Ich habe einen Tag nachdem ich den Vorfall über die App gemeldet habe, die folgende Nachricht bekommen:

KEINE ANTWORT ERFORDERLICH
Betreff: My driver discriminated against me

Vielen Dank für deine Nachricht, Semsa. Das von dir beschriebene Verhalten ist sicherlich besorgniserregend. Wir hoffen, dass es dir gut geht.
Du kannst dich darauf verlassen, dass wir derartige Vorwürfe sehr ernst nehmen und intern entsprechende Maßnahmen gegen den involvierten Partner-Fahrer ergreifen werden. Zum Zeitpunkt dieser Nachricht haben wir auch einige Änderungen an der App vorgenommen, um die Wahrscheinlichkeit zu reduzieren, dass du in Zukunft mit diesem Partner-Fahrer verbunden wirst. Falls du dennoch wieder mit diesem Fahrer verbunden wirst, storniere die Fahrt bitte und kontaktiere uns über die App. Wir möchten, dass alle Partner-Fahrer und Fahrgäste gemäß unseren Uber Community-Richtlinien eine sichere, respektvolle und angenehme Erfahrung haben. Nochmals vielen Dank für dein Feedback. Wir wissen das sehr zu schätzen. Bei weiteren Anliegen kannst du dich gerne jederzeit an uns wenden.“ 

Wie schwerwiegend muss ein Richtlinienverstoß sein, damit besser reagiert wird?

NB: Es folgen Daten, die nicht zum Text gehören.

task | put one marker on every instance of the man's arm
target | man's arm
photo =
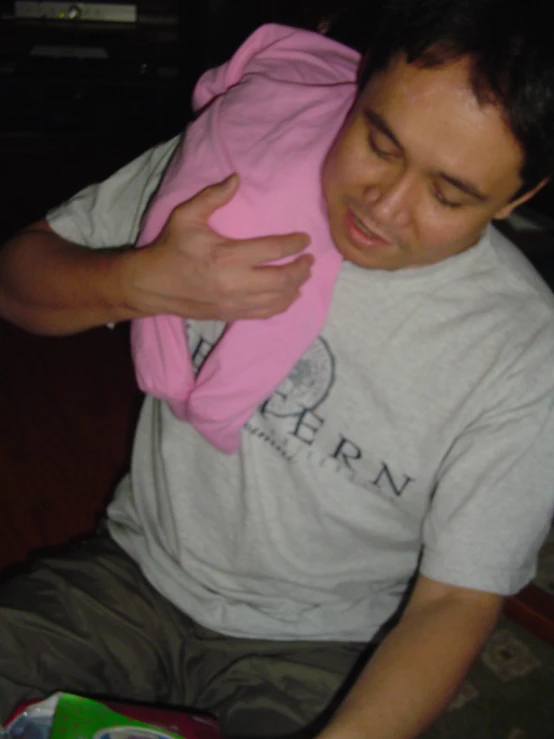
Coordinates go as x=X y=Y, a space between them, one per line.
x=416 y=671
x=49 y=285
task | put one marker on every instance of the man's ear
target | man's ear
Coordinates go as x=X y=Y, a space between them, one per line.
x=513 y=204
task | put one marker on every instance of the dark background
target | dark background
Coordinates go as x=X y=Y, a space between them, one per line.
x=68 y=121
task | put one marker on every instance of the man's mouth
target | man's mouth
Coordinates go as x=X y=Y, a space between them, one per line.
x=362 y=234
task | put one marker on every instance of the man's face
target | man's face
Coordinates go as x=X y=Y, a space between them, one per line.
x=418 y=169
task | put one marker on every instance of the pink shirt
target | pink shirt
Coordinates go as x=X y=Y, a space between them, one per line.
x=271 y=114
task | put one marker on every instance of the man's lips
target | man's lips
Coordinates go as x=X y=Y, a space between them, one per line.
x=363 y=235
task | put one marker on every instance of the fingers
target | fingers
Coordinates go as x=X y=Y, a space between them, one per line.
x=202 y=205
x=264 y=250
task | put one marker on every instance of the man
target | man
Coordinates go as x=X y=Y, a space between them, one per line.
x=397 y=485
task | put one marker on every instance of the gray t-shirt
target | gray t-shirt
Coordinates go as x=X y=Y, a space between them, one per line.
x=417 y=431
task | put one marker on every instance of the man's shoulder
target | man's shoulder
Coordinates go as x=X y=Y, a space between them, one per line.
x=515 y=272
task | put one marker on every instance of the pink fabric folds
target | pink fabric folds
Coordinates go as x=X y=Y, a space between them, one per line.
x=270 y=114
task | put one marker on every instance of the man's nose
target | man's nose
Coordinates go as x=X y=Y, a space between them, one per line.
x=391 y=200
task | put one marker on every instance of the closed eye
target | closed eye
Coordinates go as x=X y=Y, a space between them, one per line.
x=380 y=151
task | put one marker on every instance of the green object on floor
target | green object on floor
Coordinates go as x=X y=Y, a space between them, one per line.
x=82 y=718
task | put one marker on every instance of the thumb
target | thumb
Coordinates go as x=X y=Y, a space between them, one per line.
x=202 y=205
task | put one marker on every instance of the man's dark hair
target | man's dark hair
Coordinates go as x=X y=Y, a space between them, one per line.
x=510 y=44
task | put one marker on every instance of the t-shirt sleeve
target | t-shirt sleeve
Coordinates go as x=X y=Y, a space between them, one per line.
x=108 y=214
x=494 y=500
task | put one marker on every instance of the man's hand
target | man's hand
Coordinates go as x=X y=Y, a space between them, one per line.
x=193 y=272
x=51 y=286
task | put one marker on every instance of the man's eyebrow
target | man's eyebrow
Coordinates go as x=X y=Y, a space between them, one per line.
x=379 y=122
x=375 y=119
x=464 y=186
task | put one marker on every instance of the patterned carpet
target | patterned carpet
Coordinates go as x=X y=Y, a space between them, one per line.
x=509 y=693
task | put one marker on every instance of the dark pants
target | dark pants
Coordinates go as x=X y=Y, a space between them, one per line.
x=88 y=622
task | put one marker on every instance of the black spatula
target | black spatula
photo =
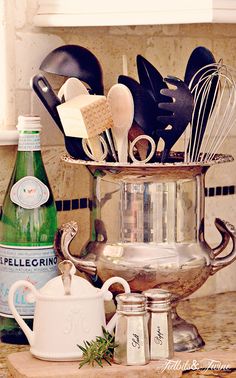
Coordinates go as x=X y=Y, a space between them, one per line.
x=145 y=109
x=181 y=109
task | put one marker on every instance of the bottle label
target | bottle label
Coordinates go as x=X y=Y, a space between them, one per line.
x=29 y=141
x=29 y=192
x=36 y=265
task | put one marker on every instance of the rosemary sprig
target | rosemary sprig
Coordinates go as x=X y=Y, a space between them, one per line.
x=95 y=351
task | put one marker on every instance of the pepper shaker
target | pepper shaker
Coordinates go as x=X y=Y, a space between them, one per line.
x=160 y=323
x=131 y=330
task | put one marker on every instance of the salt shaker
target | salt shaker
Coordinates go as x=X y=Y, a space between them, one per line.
x=160 y=323
x=131 y=330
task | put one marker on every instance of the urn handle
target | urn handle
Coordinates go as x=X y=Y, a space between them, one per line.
x=228 y=232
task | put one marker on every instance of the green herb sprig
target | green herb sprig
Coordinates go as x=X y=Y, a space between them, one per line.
x=95 y=351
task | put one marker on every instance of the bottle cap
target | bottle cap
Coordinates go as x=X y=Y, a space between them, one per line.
x=29 y=122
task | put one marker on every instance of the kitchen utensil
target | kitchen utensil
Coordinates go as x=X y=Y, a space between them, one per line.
x=196 y=76
x=74 y=87
x=181 y=108
x=141 y=145
x=145 y=109
x=157 y=237
x=71 y=88
x=121 y=104
x=86 y=116
x=75 y=61
x=151 y=79
x=45 y=93
x=135 y=142
x=214 y=111
x=199 y=58
x=86 y=143
x=65 y=268
x=62 y=322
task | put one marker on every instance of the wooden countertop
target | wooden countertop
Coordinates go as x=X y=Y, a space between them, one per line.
x=214 y=316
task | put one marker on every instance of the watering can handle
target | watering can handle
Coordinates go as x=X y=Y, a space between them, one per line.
x=28 y=332
x=112 y=323
x=228 y=232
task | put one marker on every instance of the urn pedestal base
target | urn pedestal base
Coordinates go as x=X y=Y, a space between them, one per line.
x=186 y=336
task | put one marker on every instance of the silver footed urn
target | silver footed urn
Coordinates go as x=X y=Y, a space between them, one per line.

Wenn die einzige Antwort, die ich erhalte, darauf hinausläuft, dass ich wahrscheinlich nicht mehr mit dem Fahrer verbunden werde und im Falle einer Verbindung die Fahrt einfach stornieren soll, stelle ich mir ernsthaft die Frage, was nötig gewesen wäre damit das Unternehmen zeigt, dass es Sicherheit wirklich ernst nimmt. Physische Gewalt?

Im Ernst: Was für einen Sinn haben all diese Richtlinien, wenn mir signalisiert wird, dass der Mann mit keinen Konsequenzen rechnen muss? Denn er könnte ja wieder mit mir verbunden werden.

“Uber erhält Feedback über verschiedene Kanäle und prüft Berichte zu Verstößen gegen unsere Community-Richtlinien, die an unser Support-Team gesendet werden”, versichert Uber Nutzer:innen wie mir. Was bringt „eine Überprüfung zu Verstößen“ jedoch, wenn man im Nachhinein nicht über tatsächliche Konsequenzen informiert wird?